Evaluation of Riemann-Stieltjes Integral I need to find the value of $\int_2^7 t^2 d\alpha(t)$ where $\alpha(t)$ is defined by the condition that $\alpha(t)=-t+k$ for $k\le t \lt k+1$
My textbook (Real Analysis and Foundations by S. Krantz) evaluates the Riemann-Stieltjes integral by determining the infimum of upper Riemann sum and the supremum lower Riemann sum. Therefore, I would like to evaluate the integral as the method in the textbook.
My hunch tells me that since $\alpha'(t)=-1$ for every interval $(k, k+1)$, the value of the integral is the same as $-\int_2^7 t^2 dt$ which is $-\frac{335}{3}$. However, I am having trouble dealing with $\alpha(t)$ since it is not monotone.
I have thought of dividing the integral into $\int_2^3 t^2 d\alpha(t)$, $\int_3^4 t^2 d\alpha(t)$, ... and evaluate them separately and add them up. But I have no clue why this is possible (if this is possible). To be exact, I am not sure how to deal with the discontinuities in $\alpha(t)$.
Thank you.
 A: Jumps of $\alpha$ manifest as point masses in $d\alpha$.
Intuitively, $d\alpha$ is something that puts mass $\Delta \alpha = \alpha(x+\Delta x) - \alpha(x)$ on the interval $[x,x+\Delta x]$. If $\Delta x$ is small and $\alpha$ is differentiable at $x$, then $\Delta \alpha \approx \alpha'(x) \, \Delta x$ is the length of interval multiplied by the factor $\alpha'(x)$. This represents the situation where the mass is well-spread over the interval $[x,x+\Delta x]$ with density $\alpha'(t)$. On the other hand, if $\alpha$ has jump of size $m$, then $\Delta \alpha \approx m$ regardless of the width of the interval $[x, x+\Delta x]$. This means that the mass of $m$ is concentrated at a single point $x$.
As to the actual computation, we can utilize the observation that your $\alpha$ can be conveniently written as $\alpha(t) = \lfloor t \rfloor - t$ to write
$$ \int_{2}^{7} t^2 \, d\alpha(t)
= \int_{2}^{7} t^2 \, d\lfloor t \rfloor - \int_{2}^{7} t^2 \, dt $$
For the former, $t \mapsto \lfloor t \rfloor$ increases only at its jumps on $[2, 7]$, which are precisely $t = 3, 4, 5, 6, 7$. Since the jump sizes are identically 1,
$$ \int_{2}^{7} t^2 \, d\lfloor t \rfloor = 3^2 + 4^2 + 5^2 + 6^2 + 7^2 = 135. $$
For the latter, the computation is straightforward since it is now a usual Riemann integral.
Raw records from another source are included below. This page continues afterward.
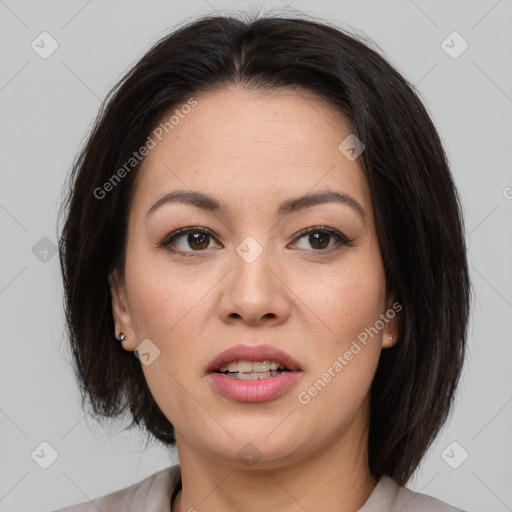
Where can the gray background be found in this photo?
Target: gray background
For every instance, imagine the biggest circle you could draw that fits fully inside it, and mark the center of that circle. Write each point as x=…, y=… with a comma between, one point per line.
x=47, y=107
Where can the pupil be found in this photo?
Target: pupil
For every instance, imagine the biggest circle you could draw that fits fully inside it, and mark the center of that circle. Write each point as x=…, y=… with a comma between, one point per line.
x=317, y=238
x=199, y=238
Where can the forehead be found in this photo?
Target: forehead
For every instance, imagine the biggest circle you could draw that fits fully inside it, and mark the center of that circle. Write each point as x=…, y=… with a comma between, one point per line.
x=248, y=147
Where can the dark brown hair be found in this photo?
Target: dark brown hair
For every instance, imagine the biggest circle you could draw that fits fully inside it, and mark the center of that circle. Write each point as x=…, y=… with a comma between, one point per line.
x=418, y=215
So
$$ \int_{2}^{7} t^2 \, dt = \frac{335}{3}. $$
A: Evaluate the integral on each interval $(k,k+1)$, and this gives what you have. Then add $k^2$ for each jump: $3^2+4^2+5^2+6^2+7^2$. 
To explain why, look back at the definition of the Riemann-Stieltjes integral $\int_a^bf(t)dg(t)$. Around a jump, there will be some interval $(x_i,x_{i+1})$ and the contribution to the integral will be
$f(x_i^*)(g(x_{i+1})-g(x_i))$, where $x_{i}^*$ is in $(x_i,x_{i+1})$. As the length of the interval shrinks to zero, the expression limits to the size of the jump times the value of $f$ at the location of the jump.